ADM und Cargill

Schwergewichte planen Joint-Venture in Ägypten


Foto: lucky-pixel/Pixelio

Den wachsenden Markt für Sojaschrot und Sojaöl in Ägypten wollen die beiden Agrarhandels-Giganten künftig gemeinsam bedienen. Die Konzerne teilen vorsorglich mit, dass sie ansonsten eigenständig in Nordafrika ihren jeweiligen Geschäften nachgehen werden.

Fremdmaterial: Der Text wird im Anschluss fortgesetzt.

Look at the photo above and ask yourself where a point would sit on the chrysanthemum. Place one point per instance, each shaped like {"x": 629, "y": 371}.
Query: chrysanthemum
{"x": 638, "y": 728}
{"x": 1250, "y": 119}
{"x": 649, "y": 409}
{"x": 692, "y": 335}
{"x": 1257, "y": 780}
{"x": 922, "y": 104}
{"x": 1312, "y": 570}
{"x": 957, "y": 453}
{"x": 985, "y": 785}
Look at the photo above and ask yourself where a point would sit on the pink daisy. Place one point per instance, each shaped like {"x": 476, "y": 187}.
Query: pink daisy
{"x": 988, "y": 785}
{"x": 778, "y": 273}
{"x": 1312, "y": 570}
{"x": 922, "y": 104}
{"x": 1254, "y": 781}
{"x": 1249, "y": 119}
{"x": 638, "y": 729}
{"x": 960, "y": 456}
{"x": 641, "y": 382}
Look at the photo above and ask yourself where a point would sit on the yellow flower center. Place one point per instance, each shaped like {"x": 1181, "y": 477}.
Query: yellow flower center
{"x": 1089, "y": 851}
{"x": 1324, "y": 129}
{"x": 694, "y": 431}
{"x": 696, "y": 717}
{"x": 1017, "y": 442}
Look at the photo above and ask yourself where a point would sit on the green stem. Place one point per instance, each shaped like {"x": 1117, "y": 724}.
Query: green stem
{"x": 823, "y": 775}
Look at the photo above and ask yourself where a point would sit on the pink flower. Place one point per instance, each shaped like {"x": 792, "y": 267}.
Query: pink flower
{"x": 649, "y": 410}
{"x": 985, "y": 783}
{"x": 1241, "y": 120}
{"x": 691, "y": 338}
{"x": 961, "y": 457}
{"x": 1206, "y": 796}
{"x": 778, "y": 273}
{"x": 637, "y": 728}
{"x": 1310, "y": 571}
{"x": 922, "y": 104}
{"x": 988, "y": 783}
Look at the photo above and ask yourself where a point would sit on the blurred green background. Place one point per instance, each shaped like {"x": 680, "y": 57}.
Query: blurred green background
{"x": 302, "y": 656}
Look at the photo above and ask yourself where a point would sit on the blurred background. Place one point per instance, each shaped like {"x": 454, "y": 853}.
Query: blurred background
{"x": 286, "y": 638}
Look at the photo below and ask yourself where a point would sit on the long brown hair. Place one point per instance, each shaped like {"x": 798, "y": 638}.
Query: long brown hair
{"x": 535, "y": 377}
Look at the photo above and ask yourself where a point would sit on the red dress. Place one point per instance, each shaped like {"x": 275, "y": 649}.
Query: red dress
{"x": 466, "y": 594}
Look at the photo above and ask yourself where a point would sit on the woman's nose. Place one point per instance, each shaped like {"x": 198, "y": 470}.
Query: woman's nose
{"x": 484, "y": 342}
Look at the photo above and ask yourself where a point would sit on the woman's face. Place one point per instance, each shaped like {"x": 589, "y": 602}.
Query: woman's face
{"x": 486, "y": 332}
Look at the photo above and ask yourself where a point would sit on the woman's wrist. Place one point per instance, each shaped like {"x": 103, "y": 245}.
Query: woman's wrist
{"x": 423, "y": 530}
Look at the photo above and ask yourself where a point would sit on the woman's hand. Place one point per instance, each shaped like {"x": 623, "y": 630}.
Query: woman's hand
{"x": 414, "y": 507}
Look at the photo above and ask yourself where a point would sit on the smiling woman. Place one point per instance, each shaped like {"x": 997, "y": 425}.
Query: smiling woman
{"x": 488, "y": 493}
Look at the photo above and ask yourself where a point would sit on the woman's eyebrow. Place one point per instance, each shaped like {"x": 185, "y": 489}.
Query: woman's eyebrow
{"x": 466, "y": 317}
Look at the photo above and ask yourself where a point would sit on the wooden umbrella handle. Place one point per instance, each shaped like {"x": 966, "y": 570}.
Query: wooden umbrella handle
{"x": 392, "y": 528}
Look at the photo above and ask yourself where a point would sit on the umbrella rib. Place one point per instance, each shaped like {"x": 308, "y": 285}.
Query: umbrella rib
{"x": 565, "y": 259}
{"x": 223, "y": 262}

Archer Daniels Midland (ADM) und Cargill wollen gemeinsam den ägyptischen Markt für Sojaschrot und Sojaöl bedienen. Dazu planen sie, den Standort für die Sojabohnenverarbeitung der Ölmühle „National Vegetable Oil Company“ (NVOC) im ägyptischen Borg El-Arab nahe Alexandria gemeinsam zu betreiben, teilten beide Agrarkonzerne am Montag mit. Neben der Sojaverarbeitung soll auch der Handel mit Sojabohnen Bestandteil der Kooperation sein. Die Handelsaktivitäten würden ihren Sitz in der Schweiz haben, so Cargill und ADM. Die Konzerne hoffen, die Transaktion Mitte des laufenden Jahres über die Bühne zu bringen. Dazu müssen allerdings erst die zuständigen Regulierungsbehörden zustimmen.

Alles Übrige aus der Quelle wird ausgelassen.